Elizabeth boğazından çıkan keskin bir hırlamayla rakibinin üzerine atladı ve kılıcını adamın sol karın boşluğuna salladı. Hareket oldukça hızlıydı ve adamın karşılayacak zamanı yoktu bu yüzden belini içe bükerek hareketi etkisiz kıldı ama Elizabeth'in başka planları vardı. O hızla kolunun altından geçerek boşta kalan elini tuttu ve adamın beline sabitleyerek onu bertaraf etti lakin sevinci çok uzun sürmedi.

Elizabeth zayıf bir kızdı ve böylece onu tutup yere atması çok uzun sürmedi. Elizabeth o hızla yerle buluşunca sırtındaki keskin acı onun nefes almasını engelledi. Adam Elizabeth'in zayıflığını kullanmak istemedi ve bu yüzden saçlarından tutarak onun yüzüne bakmasını sağladı. "Bu kadar kötü bir eğitmen değilim. Daha iyisini göster bana. Öldür beni Lizzy. Mezar taşıma tükürmek istediğini, mezarımın başında tepinmek istediğini ikimizde biliyoruz." Elizabeth'in kafasını yere çarpmasıyla Burnundan dinmek bilmeyen kanlar akmaya başladı. "Beni mezara konmayacak bir şekilde parçalamak istemiyor musun?"
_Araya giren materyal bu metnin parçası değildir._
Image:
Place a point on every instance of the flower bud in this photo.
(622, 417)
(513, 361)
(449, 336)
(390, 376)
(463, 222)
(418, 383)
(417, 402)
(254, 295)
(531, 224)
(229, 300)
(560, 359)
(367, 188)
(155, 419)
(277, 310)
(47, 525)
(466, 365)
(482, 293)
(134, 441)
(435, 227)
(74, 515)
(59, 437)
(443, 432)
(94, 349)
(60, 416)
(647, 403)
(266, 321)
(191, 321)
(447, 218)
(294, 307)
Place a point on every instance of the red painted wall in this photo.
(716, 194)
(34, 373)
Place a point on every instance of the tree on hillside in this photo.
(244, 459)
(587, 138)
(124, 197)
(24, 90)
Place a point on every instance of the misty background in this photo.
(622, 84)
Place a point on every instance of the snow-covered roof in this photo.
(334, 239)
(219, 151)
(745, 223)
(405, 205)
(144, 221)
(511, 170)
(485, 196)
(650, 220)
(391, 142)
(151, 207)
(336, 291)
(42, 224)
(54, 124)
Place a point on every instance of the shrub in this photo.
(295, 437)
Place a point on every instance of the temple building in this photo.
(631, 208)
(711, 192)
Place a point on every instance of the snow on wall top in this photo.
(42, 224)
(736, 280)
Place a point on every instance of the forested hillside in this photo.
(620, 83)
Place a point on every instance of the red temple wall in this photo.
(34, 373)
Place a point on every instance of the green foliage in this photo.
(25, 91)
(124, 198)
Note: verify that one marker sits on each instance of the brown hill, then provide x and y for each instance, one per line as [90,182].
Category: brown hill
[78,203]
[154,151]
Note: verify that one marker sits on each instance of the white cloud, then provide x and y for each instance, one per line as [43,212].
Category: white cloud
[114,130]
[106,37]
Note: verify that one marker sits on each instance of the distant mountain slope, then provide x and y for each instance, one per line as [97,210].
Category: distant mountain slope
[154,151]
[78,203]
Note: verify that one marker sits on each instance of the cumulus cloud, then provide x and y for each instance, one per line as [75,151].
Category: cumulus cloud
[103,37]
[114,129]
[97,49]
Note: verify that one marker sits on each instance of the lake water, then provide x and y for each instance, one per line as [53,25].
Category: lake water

Elizabeth daha fazla kışkırtmaya dayanamayarak adamın iki bacak arasına hızla bir tekme indirdi. Erkeksi bir hırlamayla geri çekilirken hala sinir bozucu bir şekilde gülüyordu. Elizabeth ondan beklenmeyecek bir haraket yaptı ve kanlı dişlerini göstererek ona hayatında asla unutamayacağı bir gülüş çaktı.

O yanılıyordu. Elizabeth onu öldürmeye değer bile görmüyordu.

Adamın yüzündeki gülüş ayazda kalmış bir çiçek gibi solarken elindeki kılıcı kararlılığını koruyan bir şekilde iki elinin arasına aldı. "Sana bir keresinde tüm dünyada bana meydan okuyacak kimsenin olmadığını söylemiştim. Sadece bir kişi bana meydan okuyabilirdi." Elizabeth'in görüşü gittikçe bulanıklaşırken ileriden ona koşan iki kardeşini gördü. Annesi ve babası ise hala düellonun akıbetini bekliyorlardı. "Sen de o kişiyi oldukça merak etmiştin benim küçük prensesim." Elizabeth her şeyi boş vererek gözlerini kapatmak istese de karşısında gördüğü buz rengi gözler ona engel oluyordu. "O sendin." Adamın gözlerinde bir buzun çatlaması gibi ince bir duygu belirtisi oldu. Elizabeth bunu gördü ve son gördüğünün bu olmamasını diledi.